The polynomial can be up to fifth degree, so have five zeros at maximum. Please enter one to five zeros separated by space. More zeros are ignored.

Example: with the zeros -2 0 3 4 5, the simplest polynomial is x⁵-10x⁴+23x³+34x²-120x. Factorized it is written as (x+2)*x*(x-3)*(x-4)*(x-5).

The notation allows you to choose whether the polynomial should be easier to read or easier to copy. In the notation x^n, the polynomial e.g. can be used at the function graphs plotter.

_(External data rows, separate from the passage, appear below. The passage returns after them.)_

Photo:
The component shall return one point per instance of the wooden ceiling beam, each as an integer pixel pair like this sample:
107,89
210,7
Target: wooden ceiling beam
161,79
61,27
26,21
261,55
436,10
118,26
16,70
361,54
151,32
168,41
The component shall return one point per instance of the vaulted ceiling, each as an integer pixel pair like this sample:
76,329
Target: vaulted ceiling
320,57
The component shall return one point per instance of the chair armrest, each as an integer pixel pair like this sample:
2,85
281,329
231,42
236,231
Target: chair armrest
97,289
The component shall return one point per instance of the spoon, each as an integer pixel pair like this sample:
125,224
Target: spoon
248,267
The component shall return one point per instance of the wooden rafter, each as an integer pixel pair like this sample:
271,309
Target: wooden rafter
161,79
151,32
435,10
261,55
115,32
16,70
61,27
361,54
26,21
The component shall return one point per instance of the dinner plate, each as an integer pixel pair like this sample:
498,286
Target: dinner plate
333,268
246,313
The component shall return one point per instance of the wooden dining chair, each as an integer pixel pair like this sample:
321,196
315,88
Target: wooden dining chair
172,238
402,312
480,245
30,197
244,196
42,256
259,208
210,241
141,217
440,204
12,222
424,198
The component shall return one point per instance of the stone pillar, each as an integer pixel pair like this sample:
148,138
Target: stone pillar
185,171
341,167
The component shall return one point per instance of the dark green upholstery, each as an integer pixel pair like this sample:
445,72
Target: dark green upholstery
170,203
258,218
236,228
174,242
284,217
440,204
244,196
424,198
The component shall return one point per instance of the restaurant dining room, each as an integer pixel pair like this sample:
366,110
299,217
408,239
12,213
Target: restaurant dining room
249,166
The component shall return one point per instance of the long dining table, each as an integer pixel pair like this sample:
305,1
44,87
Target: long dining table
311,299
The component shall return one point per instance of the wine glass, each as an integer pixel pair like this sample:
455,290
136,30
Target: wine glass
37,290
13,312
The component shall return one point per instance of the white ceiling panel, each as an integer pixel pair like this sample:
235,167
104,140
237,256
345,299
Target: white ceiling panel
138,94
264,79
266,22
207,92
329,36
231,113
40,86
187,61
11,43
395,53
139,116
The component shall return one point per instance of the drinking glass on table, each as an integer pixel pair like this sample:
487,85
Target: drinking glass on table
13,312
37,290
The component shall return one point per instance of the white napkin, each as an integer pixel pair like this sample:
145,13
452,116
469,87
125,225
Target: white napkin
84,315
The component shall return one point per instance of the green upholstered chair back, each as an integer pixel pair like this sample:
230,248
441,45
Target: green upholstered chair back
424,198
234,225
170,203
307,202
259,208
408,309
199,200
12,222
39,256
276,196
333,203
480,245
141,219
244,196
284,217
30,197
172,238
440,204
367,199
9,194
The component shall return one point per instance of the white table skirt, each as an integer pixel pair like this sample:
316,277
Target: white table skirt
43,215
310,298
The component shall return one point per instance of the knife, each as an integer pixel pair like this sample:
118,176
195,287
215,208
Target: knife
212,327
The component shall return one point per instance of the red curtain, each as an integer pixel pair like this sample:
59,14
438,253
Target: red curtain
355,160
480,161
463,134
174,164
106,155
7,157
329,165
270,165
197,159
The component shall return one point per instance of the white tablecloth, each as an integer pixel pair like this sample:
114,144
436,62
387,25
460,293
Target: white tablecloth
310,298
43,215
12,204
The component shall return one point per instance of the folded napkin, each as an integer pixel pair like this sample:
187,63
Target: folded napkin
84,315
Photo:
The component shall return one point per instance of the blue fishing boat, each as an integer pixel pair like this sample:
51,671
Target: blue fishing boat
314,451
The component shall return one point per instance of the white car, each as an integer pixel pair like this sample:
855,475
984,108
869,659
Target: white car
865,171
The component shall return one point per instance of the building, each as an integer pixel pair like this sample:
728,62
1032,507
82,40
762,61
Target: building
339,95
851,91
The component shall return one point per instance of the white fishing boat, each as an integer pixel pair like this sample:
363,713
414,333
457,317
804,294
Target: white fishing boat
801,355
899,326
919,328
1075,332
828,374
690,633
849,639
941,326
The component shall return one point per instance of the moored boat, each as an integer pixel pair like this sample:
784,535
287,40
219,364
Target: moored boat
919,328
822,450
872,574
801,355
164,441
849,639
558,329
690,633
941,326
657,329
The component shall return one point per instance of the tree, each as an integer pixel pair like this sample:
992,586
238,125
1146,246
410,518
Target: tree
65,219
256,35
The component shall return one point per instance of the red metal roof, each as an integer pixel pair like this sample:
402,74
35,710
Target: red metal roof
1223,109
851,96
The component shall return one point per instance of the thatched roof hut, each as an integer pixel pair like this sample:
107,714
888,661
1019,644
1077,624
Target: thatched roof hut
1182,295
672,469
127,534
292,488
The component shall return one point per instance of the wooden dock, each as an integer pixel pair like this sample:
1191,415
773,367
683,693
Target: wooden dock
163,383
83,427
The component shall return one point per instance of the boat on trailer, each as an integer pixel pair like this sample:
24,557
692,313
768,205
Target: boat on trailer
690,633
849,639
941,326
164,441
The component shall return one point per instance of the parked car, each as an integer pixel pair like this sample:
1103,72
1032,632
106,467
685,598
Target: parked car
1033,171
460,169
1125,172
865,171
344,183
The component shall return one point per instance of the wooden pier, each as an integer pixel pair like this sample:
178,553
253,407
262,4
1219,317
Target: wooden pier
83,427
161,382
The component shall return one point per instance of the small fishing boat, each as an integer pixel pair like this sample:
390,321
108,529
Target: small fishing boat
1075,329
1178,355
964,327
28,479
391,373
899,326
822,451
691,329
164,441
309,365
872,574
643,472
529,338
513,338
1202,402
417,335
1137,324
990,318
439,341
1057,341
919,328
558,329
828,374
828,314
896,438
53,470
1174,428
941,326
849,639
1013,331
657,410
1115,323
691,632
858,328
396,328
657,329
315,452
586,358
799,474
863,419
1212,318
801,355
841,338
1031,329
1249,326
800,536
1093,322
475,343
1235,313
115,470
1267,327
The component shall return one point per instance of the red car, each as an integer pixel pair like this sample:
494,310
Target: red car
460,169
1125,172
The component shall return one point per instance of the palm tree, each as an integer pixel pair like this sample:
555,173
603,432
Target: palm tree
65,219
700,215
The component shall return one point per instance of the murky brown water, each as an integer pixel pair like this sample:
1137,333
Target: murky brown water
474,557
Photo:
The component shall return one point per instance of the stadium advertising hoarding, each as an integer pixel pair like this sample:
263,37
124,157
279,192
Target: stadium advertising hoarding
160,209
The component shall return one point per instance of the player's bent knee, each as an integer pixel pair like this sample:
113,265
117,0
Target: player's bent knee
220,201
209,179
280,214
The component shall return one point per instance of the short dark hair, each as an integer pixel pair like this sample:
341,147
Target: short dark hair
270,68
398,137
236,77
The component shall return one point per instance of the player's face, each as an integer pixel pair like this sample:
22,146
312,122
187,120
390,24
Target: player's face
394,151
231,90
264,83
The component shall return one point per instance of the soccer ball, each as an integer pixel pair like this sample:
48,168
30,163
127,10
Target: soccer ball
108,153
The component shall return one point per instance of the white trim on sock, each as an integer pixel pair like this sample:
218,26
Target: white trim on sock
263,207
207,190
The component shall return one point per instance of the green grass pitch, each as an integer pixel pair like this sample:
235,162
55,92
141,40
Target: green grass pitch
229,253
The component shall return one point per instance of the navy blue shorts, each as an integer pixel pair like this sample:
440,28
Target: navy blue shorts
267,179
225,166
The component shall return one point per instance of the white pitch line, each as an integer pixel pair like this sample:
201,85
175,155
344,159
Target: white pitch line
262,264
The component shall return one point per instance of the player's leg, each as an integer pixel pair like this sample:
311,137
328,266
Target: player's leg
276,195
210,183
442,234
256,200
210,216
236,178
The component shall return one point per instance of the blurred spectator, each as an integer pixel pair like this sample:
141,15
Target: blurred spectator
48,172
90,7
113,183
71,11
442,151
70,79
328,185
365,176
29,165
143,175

The term polynomial means multiple-named. The individual powers of a variable are considered individual names. The degree of a polynomial corresponds to its highest exponent. Thus, in a fifth-degree polynomial, x⁵ occurs; x with lower exponents may also occur, but are not required. The exponents are always integers and greater than or equal to zero. x⁰ always equals 1 and can therefore be omitted; in this case, only the coefficient is written, since multiplying with 1 is unnecessary. The coefficient is the number in front of each x. If the xⁿ are ordered in descending order of their powers, the leading coefficient is at the first place.
Multiplying a complete polynomial by a number other than 0 does not change its zeros. Such multiplication is done by multiplying each individual coefficient by this number. If this number is greater than 1, the polynomial graph becomes steeper; between 0 and 1, it becomes flatter; and for -1, it is reflected at the x-axis. For other negative values, it becomes flatter or steeper depending on their absolute value, as with positive numbers.